Kuang-Chi's first international investment was in Martin Aircraft, a New Zealand public company developing the world's first practical jetpack, now led by James West. Kuang-Chi also invested in Solar Ship, a Canadian company led by Jay Godsall that designs a hybrid airship capable of heavy cargo transport to remote locations, alongside a network of aerostats and solar-powered hangars.

In 2017, Kuang-Chi invested in Gilo Industries Applied Technology, a UK aerospace company led by Gilo Cardozo and Jim Edmondson that specializes in aeronautical vehicles and propulsion systems, including the Parajet Skyquad, a flying car, paragliders, and ultra-lightweight and advanced rotary engines.
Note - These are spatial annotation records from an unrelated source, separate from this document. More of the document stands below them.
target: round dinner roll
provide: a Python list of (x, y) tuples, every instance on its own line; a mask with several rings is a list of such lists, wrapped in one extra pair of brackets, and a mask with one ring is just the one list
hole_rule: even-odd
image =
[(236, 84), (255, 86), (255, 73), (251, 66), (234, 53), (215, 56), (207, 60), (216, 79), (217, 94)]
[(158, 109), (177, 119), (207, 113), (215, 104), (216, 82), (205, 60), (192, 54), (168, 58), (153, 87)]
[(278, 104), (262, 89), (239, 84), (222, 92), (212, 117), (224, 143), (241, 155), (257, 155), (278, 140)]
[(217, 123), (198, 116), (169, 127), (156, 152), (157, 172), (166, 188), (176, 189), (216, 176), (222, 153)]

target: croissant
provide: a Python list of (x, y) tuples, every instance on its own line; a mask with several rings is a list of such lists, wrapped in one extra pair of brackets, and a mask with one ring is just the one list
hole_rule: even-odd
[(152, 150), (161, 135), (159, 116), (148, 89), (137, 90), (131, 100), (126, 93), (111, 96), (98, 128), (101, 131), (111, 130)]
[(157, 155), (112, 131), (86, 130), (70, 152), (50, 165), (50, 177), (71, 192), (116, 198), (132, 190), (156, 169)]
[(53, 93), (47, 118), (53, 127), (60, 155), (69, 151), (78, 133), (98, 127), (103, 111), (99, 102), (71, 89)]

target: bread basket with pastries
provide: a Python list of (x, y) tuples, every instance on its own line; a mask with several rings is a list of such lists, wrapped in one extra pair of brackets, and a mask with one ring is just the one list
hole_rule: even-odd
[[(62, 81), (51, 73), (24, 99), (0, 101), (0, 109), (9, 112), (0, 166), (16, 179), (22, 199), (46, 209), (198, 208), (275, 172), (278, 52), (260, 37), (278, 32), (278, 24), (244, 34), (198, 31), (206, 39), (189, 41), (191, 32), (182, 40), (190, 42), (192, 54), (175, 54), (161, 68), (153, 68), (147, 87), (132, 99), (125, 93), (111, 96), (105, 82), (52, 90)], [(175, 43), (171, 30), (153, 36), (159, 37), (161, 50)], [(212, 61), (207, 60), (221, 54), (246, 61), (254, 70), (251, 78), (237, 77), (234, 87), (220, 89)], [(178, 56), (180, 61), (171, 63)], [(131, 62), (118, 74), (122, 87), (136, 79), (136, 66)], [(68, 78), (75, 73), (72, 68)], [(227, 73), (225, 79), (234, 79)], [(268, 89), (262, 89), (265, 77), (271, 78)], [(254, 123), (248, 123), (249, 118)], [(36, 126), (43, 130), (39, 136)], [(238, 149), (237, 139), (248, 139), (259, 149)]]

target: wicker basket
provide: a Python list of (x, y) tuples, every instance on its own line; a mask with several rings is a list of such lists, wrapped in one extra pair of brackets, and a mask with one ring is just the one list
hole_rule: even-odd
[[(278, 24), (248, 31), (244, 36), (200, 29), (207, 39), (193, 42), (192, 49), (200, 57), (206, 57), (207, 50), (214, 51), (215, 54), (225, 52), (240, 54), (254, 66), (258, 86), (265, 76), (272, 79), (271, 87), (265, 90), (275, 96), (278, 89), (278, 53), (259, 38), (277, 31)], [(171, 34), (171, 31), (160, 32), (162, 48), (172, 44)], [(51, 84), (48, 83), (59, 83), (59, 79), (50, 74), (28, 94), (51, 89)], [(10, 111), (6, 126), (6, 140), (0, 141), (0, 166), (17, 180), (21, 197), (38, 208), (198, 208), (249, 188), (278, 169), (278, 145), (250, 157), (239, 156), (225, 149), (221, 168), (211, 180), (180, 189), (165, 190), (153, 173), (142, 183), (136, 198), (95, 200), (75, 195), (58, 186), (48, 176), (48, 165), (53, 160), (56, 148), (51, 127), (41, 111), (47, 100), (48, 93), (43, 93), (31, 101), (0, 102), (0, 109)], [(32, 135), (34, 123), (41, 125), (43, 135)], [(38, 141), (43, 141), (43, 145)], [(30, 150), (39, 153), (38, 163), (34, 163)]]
The GCI Fund invested in gesture control company eyeSight Technologies (Gideon Shmuel, CEO), emotions analytic company Beyond Verbal (Yuval Mor, CEO), video intelligence provider Agent Video Intelligence (Itsik Kattan, CEO), biometrics authentication developer Zwipe (Kim Humborstad, CEO ), and UAV company SkyX (Didi Horn, CEO). Kuang-Chi is one of the most active Chinese investors in Israel's technology ecosystem, and is the first Chinese company to set up a fund and incubator in Israel focused on technology.

==Smart City==
Kuang-Chi has relationships with city governments in China, Singapore and Israel. As of 2016, Kuang-Chi has opened research institutes in conjunction with local government officials in Shenzhen, Dongguan, Luoyang, Haikou and Chengdu, all in China. These research centers each focus on diverse technologies, including metamaterials in Shenzhen, aerospace in Dongguan, near-space in Haikou and unmanned aviation systems in Chengdu. Singapore and Tel Aviv also have Kuang-Chi innovation headquarters.

==Entry on Entity List==
On 18 December 2020, Kuang-Chi Group was placed on the Entity List, a trade blacklist published by the United States Department of Commerce's Bureau of Industry and Security. It was one of 77 entities to have been determined by the U.S. Government to be acting contrary to the national security or foreign policy interests of the United States. Specifically, Kuang-Chi Group was one of four entities added for activities contrary to U.S. foreign policy interests. According to The Federal Register, published on 20 December 2020, AGCU Scientech; China National Scientific Instruments and Materials (CNSIM); DJI; and Kuang-Chi Group have enabled wide-scale human rights abuses within China through abusive genetic collection and analysis or high-technology surveillance, and/or facilitated the export of items by China that aid repressive regimes around the world, contrary to U.S. foreign policy interests.

==Controversies==
David Webb, a Hong Kong activist, criticized Kuang-Chi's associate company Kuang-Chi Science, a listed company in the Stock Exchange of Hong Kong, regarding its shareholders structure and business. Hexun.com, a Chinese financial news portal, via its magazine 经理人, also described the group was a series of capital tactics (连环资本局), which the 5 founders of Kuang-Chi, were backed by other investors, in order to take over Chinese listed-company Kuang-Chi Technologies and aforementioned Kuang-Chi Science as backdoor listing. A column writer of Zhitong Caijing, even criticized the group failed to materialize their research into mass production in the group's 7 years of establishments. The column writer further criticized the company as a future concept stock, would be the next pride of Shenzhen, or just another player in capital market.